The proposed DACNN method observed better performance over traditional machine learning methods on both male and female datasets. Its F1 value is high (0.970 0 for female and 0.950 4 for male), indicating great generalization ability. DACNN learned to recognize high-level features through its convolutional layers, and became adept at differentiating syndromes. Taken together, our results demonstrated the effectiveness of the proposed DACNN method.
In this paper, we proposed a DACNN method for differentiating the patient’s syndromes into normal and deficient. We perform experiments with female and male samples separately on our newly constructed dataset. We first compare two data balancing methods (data augmentation and weighting unbalanced data), and we demonstrate that data augmentation has better performance for the same classifier. Then we compare our proposed method with several traditional machine learning methods (SVM, GMM, Adaboost, random forest and AANN). The results show that DACNN achieved 97.25% diagnosis accuracy for females and 95.12% diagnosis accuracy for males, with 1%—10% accuracy improvement and slight improvements in other indicators. We demonstrate that, with high-level feature representation ability, the proposed DACNN method is helpful for objective auscultation diagnosis.

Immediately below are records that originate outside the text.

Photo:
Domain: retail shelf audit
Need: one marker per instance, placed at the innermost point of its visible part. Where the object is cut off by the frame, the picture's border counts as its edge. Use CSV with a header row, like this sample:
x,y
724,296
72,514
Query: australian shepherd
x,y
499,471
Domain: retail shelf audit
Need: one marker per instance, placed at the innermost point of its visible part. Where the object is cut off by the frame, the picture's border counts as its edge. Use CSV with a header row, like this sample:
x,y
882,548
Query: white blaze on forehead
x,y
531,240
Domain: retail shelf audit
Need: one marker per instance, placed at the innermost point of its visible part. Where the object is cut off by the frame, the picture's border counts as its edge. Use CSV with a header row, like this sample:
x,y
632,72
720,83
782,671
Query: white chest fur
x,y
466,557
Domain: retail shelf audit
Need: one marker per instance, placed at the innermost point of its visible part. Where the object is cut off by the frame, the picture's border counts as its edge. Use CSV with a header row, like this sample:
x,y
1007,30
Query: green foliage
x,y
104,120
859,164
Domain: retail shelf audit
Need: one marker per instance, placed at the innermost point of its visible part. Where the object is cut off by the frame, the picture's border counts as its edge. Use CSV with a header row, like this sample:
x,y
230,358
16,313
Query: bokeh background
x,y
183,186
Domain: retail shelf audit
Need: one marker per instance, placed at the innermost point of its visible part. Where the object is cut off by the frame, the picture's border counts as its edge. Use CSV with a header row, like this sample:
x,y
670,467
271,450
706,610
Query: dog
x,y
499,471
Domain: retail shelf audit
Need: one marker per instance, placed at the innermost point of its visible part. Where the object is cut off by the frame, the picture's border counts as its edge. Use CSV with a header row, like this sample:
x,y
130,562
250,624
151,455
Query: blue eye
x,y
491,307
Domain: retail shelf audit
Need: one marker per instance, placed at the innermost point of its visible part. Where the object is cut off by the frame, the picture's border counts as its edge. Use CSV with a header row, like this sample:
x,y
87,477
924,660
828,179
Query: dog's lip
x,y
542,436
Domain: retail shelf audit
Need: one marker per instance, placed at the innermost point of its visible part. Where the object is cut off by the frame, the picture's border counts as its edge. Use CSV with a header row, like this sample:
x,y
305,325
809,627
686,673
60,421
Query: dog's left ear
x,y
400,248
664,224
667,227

In the future, we plan to expand data set with high quality label. Secondly, considering that recordings with inconsistent labels were removed, the remaining data has better distinguishable degree. It is challenging and meaningful to explore audio with controversial labels. Besides, we will explore to model both local feature and the temporal dependency for auscultation. Furthermore, we will try to differentiate syndromes into normal, Qi-deficient, and Yin-deficient.